Aboriginal Program
The Aboriginal Program is designed to support Aboriginal-language independent production in Canada. This program is part of the Canada Media Fund’s (CMF) Convergent Stream; thus, projects funded through this program must include content to be produced for distribution on at least two platforms, one of which must be television and the other, digital media. Funding from this program is allocated according to a selective process, using an evaluation grid.
The budget of the Aboriginal Program for development and production was $7.0M in 2015-2016 and it was fully spent. Twelve convergent production projects were funded. Aboriginal-language production projects received $0.5M in additional CMF funding from the Performance Envelope and regional incentive programs.
Aboriginal projects came from Alberta, British Columbia, Manitoba, Nunavut, and Quebec. Funding support was predominantly in Children’s and Youth, at 51.3% for 6 convergent projects. Documentary funding received a 34.8% share. One Drama movie-of-the-week (MOW) received 13.9% of funding.
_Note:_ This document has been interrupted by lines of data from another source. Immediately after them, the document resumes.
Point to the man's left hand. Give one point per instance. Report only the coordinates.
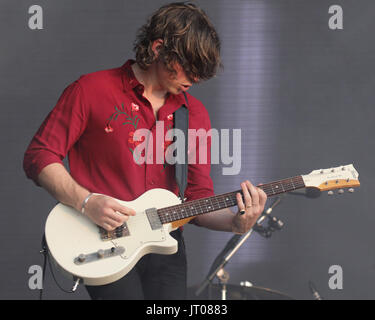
(250, 207)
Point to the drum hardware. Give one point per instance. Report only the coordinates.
(217, 268)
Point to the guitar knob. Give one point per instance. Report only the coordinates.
(100, 253)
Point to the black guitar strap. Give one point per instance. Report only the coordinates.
(181, 121)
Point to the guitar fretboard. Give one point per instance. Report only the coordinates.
(226, 200)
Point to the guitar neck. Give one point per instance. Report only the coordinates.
(226, 200)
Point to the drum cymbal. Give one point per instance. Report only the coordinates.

All television components had an accompanying digital media component, which received $0.6M in funding out of the Aboriginal program in 2015-2016. 35 development projects were supported in 2015-2016 with $880K in funding.
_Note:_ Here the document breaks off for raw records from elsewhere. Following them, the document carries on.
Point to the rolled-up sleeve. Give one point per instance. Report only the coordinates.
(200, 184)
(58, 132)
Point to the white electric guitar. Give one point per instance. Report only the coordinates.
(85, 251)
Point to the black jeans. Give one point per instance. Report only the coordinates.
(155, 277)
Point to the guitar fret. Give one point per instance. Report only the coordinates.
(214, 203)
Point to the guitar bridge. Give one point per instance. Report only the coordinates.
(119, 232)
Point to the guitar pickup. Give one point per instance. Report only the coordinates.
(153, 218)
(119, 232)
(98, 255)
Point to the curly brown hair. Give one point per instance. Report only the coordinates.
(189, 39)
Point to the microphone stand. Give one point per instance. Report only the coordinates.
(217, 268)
In 2015-2016, APTN licensed 10 projects, Nunavut Independent Television Network licensed one, CBC co-licensed one and Canal D licensed one. A total of 65 television hours were funded. The average television production budget per hour was $180K. 8 out of 12 television projects had production budgets of at or over $1M.
Financing Sources
CMF funding provided 51.4% of television production budgets and 72.2% of digital media budgets in 2015-2016. CMF’s share of financing has been stable the last 3 years. Broadcasters provided 17.3% of television budgets. Government sources contributed 29.3% to television financing. Broadcasters contributed 20.1% of digital media component financing, an increase from last year.